“I’m Dua, and I’ll be your instructor today.”
With its lycra, leotards and absorbent headbands, the Physical training video by Dua Lipa is a camp and a colorful tribute to the televised exercise classes of the 80s.
The song itself is strongly inspired by the disco and electronics that defined the sound of the decade.
The same goes for the biggest song in the world right now: The Weeknd’s Blinding Lights, with its super synth keyboard hook.
The 1980s once again inspired pop music – and influenced artists who weren’t even born at the time.
Its sound is currently everywhere in mainstream pop – from Break Up Song by Little Mix to the 1975 catalog via Heartbreak Weather, the title song of the new album by Niall Horan.
This is perhaps most evident throughout The Weeknd’s After Hours, especially in the saxophone crescendo of In Your Eyes.
“For me, the definitive sound of the 80s is a splashy snare drum and a bass drum with lots of kick,” said Tim McEwan, half of the American electronic duo The Midnight.
The band has been creating pop music for 80 years with all the features of the decade – including great soundscapes, dreamy voices and saxophone solos.
“Then you throw away those dream synths that create these super melodic songs.”
While The Midnight agrees that all music is cyclical, the current wave of nostalgia in the 80s could be due to the fact that “we miss the simplicity of a different time”.
“Technology has taken over so much that there is something very tactile in the 80s and 90s that people are rediscovering … which could be cassettes, vinyl, old game cartridges.”
Some of the most notable pop songs of the 80s
A-Ha – Take on me
New order – Blue monday
Soft cell – Tainted Love
Madonna – In the groove
Whitney Houston – (I want to dance with someone
Don Henley – Summer boys
Kate Bush – Run up this hill
DeBarge – Rhythm of the night
Spandau Ballet – Gold
Lionel Richie – All night long
The 80s were always an “important musical period” but the influence of the decade “was” really blocked “this time, according to the musical correspondent of the Independent Roisin O’Connor.
Born in the 1990s, she remembers finding music from the 80s through soundtracks from films like Back To The Future.

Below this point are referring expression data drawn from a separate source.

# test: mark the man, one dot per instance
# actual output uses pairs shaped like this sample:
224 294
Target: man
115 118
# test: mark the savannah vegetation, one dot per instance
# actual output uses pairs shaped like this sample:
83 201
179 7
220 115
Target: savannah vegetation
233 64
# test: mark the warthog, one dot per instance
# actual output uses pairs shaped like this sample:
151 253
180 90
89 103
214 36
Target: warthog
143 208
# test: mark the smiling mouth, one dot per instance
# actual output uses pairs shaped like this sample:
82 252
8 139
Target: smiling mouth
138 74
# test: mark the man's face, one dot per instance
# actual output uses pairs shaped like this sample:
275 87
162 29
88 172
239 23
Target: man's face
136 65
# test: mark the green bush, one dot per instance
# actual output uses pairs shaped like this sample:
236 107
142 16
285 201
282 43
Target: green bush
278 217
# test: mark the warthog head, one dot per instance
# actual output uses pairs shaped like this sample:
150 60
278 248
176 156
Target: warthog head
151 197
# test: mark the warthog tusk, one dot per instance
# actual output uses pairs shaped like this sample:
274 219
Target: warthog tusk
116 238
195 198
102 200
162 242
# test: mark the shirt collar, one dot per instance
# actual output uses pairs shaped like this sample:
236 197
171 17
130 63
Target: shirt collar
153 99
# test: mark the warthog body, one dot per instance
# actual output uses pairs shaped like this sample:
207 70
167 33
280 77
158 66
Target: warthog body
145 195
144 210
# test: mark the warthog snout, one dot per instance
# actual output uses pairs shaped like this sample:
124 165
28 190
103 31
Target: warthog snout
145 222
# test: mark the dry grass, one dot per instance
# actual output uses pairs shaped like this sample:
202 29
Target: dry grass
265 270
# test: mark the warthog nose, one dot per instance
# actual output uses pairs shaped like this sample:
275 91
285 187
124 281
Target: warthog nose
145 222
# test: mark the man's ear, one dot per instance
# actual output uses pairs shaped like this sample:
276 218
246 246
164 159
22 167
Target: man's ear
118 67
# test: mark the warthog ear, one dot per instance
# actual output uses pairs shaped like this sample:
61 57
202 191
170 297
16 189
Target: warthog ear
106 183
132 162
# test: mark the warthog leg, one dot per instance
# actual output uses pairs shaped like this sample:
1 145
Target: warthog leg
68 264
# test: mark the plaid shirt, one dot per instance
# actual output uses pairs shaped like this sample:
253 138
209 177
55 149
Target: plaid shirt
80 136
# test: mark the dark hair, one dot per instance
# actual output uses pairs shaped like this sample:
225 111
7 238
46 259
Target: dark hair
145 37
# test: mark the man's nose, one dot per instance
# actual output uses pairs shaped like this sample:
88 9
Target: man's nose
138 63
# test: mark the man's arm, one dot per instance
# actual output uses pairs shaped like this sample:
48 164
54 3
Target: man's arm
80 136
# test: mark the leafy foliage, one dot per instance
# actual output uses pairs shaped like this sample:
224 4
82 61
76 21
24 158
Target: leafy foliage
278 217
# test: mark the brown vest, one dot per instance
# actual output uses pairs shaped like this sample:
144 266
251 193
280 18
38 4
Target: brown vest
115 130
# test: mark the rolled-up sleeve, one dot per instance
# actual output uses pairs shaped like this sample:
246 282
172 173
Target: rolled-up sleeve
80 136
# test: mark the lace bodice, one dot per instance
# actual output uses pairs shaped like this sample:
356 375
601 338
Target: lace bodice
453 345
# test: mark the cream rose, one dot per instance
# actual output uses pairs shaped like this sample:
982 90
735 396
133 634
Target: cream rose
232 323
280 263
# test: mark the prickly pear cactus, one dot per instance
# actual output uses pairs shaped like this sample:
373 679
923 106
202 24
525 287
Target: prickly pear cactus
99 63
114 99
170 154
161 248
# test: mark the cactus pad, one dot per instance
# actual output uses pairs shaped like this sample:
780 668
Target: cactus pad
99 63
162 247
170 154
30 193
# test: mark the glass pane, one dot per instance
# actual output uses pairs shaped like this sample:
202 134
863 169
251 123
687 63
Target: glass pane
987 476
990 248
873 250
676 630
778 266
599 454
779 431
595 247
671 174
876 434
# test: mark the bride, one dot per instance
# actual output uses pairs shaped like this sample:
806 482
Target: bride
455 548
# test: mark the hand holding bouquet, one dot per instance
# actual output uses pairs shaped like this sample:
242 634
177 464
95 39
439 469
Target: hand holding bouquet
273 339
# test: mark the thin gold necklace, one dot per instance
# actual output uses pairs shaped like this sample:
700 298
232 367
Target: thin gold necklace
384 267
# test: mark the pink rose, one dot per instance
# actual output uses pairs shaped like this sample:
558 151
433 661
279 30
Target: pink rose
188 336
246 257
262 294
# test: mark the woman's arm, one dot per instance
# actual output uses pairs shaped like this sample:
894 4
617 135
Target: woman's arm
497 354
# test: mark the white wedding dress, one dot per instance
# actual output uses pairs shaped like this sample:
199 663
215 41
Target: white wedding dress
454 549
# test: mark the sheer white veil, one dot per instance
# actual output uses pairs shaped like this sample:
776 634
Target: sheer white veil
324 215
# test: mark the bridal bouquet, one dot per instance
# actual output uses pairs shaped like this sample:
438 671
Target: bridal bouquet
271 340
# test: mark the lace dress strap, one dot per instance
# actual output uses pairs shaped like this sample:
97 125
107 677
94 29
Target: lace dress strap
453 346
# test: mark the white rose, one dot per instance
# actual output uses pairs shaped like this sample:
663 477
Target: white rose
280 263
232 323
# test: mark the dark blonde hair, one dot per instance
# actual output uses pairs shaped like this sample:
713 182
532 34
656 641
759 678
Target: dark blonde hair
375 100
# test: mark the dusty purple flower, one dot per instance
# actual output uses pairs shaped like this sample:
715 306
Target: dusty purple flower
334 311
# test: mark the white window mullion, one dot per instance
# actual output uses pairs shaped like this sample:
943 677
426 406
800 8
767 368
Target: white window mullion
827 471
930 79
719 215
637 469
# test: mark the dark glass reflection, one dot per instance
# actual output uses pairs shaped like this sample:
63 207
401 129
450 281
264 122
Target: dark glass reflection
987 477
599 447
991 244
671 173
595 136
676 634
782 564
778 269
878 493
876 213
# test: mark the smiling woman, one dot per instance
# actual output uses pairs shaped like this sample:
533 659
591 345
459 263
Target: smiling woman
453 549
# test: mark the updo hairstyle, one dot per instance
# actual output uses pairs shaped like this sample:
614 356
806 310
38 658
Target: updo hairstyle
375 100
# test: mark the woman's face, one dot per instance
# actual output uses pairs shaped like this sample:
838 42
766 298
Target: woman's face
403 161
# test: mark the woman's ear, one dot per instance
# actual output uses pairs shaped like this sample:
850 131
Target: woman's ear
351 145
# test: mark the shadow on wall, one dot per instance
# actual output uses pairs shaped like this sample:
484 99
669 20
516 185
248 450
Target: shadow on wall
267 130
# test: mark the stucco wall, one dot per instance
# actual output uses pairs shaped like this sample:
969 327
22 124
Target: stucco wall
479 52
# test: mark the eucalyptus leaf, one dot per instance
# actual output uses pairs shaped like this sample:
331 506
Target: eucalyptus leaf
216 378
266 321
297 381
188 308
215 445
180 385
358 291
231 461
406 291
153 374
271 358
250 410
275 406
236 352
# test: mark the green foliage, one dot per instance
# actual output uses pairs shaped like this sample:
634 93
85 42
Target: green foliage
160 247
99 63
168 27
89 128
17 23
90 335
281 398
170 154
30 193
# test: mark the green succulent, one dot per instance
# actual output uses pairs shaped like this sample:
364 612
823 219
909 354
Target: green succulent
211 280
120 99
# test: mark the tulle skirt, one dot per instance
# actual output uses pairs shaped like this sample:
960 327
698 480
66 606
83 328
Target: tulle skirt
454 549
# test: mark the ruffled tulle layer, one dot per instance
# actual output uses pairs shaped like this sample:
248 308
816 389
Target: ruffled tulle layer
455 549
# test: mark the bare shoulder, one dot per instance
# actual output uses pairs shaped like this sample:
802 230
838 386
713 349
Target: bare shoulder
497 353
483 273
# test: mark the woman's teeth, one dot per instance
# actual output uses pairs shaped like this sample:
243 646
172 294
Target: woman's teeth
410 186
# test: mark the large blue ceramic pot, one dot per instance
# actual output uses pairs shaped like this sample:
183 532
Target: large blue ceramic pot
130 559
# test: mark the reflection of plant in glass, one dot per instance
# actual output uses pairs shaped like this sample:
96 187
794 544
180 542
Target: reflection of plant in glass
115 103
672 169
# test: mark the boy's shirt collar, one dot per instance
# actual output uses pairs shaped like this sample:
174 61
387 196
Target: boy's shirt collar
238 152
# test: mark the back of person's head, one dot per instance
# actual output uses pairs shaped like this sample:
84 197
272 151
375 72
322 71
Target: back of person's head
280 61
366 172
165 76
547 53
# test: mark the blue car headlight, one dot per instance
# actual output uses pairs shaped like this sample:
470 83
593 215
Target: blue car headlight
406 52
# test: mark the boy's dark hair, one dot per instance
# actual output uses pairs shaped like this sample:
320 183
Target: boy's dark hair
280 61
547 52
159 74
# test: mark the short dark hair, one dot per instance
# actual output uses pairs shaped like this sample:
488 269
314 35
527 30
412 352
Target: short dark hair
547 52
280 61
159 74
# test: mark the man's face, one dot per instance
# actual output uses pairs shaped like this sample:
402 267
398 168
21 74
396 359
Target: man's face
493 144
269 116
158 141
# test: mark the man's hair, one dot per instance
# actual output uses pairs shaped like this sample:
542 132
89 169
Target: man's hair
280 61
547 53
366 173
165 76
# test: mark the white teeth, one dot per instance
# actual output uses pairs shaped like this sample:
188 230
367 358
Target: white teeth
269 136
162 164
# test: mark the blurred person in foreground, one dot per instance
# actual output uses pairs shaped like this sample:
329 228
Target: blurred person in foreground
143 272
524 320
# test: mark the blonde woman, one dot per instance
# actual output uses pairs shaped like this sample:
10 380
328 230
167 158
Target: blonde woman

“We discover something our parents were in and it seems like you are discovering a hidden treasure.”
She says one of the qualities of the 80s was the distinct voice – from “Dave Gahan’s dramatic baritone from Depeche Mode to Jimmy Somerville’s falsetto in Bronski Beat”.
Dua Lipa’s voice on Physical reminds Roisin Debbie Harry (of Blondie) – and says that the Weeknd “is obsessed with Michael Jackson”.
For the Dutch DJ Oliver Heldens, born in 1995, the sound of the 80s is “futuristic, melancholic but uplifting”.
Having grown up in disco and Eurodance, he recently reformulated the Italian dance epic Take A Chance of 1983.
He also sampled the staccato keyboards from Yazoo’s 1982 hit, Don’t Go on Turn Me On, his collaboration with Riton.
“The good music from the past will always be there in the future,” he told Radio 1 Newsbeat.
The hook for Turn Me On was created by Vince Clarke who – as a member of Yazoo, Depeche Mode and Erasure – helped create the sounds of the 1980s.
“He approved the sample … luckily,” says Heldens.
Vince Clarke has also had a major influence in the life and career of producer and singer Jack Antonoff, who has made music with Taylor Swift, Lorde and Carly Rae Jepsen.
The couple worked together on Antonoff’s Bleachers Strange Desire and Gone Now albums.
Speaking to Buzzfeed in 2014, Antonoff said: “Modern pop music should just write Vince a check for a billion dollars.”
Television has also done its part – with the colors and aesthetics of the Starcourt Mall in Netflix’s Stranger Things perhaps acting as the most visually opposite representation of the 80s.
The show “came at the perfect time,” according to Tim from The Midnight. “We are definitely living in the same universe.”
He thinks the Duffer brothers, who created Stranger Things, “have developed an aesthetic that enhances everything that’s going on around him.”
“Our last album, Kids, was released in 2018 – around the same time as the third season. A lot of people have rediscovered us since its release.”
The group is now preparing for the release of a new album later this year, which according to Tyler Lyle of The Midnight represents their “strongest songs” to date.
“We are trying to create music that seems authentic to us.”
The flashback from the 80s may be at the peak of his influence at the moment and, as with everything related to music, music critic Roisin O’Connor thinks that the sound could “run out during next year”.
“When you have artists as great as The Weeknd and Dua Lipa doing it, you have reached your higher levels. I wouldn’t be surprised if the artists soon tried to explore other avenues.
“However, it is so important that we will never hear the influence of that time on our music.”